Consider the following $n\times n $ matrix over some field $F$:
$$M = (m_{i,j})_{i,j=1,\ldots,n} = \begin{bmatrix}
a_1 & a_2 b & a_3 b & \ldots & a_{n-1} b & a_n b \\
a_n & a_1 & a_2 b & \ldots & a_{n-2} b & a_{n-1} b \\
a_{n-1} & a_n & a_1 & \ldots & a_{n-3} b & a_{n-2} \\
\vdots & \vdots & \vdots & \ddots & \vdots & \vdots \\
a_3 & a_4 & a_5 & \ldots & a_1 & a_2 b \\
a_2 & a_3 & a_4 & \ldots & a_n & a_1
\end{bmatrix}$$
This is a special kind of Toeplitz matrix, and close to being a circulant matrix (it would be circulant if $b=1$). I am looking for a reference on when such a matrix is non-singular; I know that such a characterisation exists for circular matrices.
The reason I care is that this matrix comes up in a computation of mine as the coefficient matrix in some system of linear equations.
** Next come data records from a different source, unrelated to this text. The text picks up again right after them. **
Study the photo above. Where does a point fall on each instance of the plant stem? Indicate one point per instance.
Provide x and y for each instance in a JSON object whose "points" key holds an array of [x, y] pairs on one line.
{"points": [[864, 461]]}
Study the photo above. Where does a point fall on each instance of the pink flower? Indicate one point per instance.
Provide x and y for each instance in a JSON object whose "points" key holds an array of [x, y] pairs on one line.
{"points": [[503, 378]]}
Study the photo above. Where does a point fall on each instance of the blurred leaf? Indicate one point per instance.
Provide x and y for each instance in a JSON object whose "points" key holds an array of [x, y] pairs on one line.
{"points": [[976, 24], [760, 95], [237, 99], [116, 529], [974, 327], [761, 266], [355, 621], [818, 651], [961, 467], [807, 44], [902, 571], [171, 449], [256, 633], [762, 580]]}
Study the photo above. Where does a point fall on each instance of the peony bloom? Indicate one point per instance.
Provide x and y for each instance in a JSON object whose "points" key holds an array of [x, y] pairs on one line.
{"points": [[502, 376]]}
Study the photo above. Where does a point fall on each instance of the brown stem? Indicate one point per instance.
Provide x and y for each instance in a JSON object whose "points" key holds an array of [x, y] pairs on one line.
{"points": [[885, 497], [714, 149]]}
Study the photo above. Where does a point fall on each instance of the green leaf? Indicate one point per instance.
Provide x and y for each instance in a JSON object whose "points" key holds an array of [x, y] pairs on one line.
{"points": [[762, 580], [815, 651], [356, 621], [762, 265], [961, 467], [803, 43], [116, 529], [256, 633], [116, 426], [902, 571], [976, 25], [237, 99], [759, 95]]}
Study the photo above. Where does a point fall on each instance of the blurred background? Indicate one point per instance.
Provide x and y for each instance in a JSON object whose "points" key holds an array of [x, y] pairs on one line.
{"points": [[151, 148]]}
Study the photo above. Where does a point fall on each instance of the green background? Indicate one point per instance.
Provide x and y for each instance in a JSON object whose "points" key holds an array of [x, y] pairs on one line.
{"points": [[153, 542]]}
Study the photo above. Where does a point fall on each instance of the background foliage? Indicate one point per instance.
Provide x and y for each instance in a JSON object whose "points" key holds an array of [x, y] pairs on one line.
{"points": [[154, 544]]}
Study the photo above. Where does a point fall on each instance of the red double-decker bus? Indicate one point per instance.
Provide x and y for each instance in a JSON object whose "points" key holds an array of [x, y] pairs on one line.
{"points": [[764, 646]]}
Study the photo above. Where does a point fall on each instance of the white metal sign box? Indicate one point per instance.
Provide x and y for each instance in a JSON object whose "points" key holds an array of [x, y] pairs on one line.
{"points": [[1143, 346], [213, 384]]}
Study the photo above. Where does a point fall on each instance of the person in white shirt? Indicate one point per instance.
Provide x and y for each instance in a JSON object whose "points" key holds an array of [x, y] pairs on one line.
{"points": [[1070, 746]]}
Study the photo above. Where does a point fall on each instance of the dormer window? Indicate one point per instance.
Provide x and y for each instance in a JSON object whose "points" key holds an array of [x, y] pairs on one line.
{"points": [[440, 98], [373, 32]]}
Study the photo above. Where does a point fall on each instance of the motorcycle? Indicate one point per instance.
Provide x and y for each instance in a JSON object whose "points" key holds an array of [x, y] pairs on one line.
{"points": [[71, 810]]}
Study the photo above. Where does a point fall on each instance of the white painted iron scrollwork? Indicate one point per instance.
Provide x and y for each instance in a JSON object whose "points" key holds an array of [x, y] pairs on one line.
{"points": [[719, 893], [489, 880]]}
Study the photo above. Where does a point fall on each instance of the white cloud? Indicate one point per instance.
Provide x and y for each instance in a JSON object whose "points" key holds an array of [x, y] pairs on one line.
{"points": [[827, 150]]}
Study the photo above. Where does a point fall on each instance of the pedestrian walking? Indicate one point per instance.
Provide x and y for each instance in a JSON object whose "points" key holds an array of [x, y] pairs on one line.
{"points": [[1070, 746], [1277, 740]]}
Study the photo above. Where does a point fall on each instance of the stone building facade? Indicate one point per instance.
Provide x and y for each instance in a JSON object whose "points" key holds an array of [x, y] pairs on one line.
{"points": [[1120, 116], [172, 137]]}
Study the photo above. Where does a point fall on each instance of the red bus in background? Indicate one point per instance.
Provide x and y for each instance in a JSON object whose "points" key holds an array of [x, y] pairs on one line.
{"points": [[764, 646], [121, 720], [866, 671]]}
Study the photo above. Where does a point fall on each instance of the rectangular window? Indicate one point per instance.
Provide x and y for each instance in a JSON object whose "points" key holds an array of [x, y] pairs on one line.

From the setup I have that not all $a_i$'s are zero, and $b\ne0$.
Best Answer
Let $$J = \begin{pmatrix} 0 & b & 0 & \ldots & 0 \\ 0 & 0 & b & \ldots & 0 \\ \vdots & \vdots & \vdots & \ddots & \vdots \\ 0 & 0 & 0 & \ldots & b \\ 1 & 0 & 0 & \ldots & 0 \end{pmatrix}$$
Then you have $$M =a_1 I_n + a_2 J + \dfrac{a_3}{b}J^2 + ... + \dfrac{a_n}{b^{n-2}}J^{n-1} = P(J)$$
where $P(X)=a_1 + \displaystyle{\sum_{k=2}^n \dfrac{a_k}{b^{k-2}}X^{k-1}}$.
But $J^n = b^{n-1}I_n$, so $J$ is diagonalizable and its eigenvalues are the $n$ complex $n-$roots of $b^{n-1}$ : let's denote them $\omega_1$, ..., $\omega_n$. You deduce that $M$ is diagonalizable and its eigenvalues are $P(\omega_1), ..., P(\omega_n)$.
Finally, $$\det(M)=\prod_{k=1}^n P(\omega_k)$$
so $M$ is singular iff the two polynomials $$a_1 + \displaystyle{\sum_{k=2}^n \dfrac{a_k}{b^{k-2}}X^{k-1}} \quad \text{and} \quad X^n-b^{n-1}$$
share a root, which is equivalent to saying that
$$\boxed{\text{$M$ is singular } \quad \textit{iff }\quad a_1 + b\displaystyle{\sum_{k=2}^n a_kX^{k-1}} \text{ and } X^n-\dfrac{1}{b} \text{ share a root.}}$$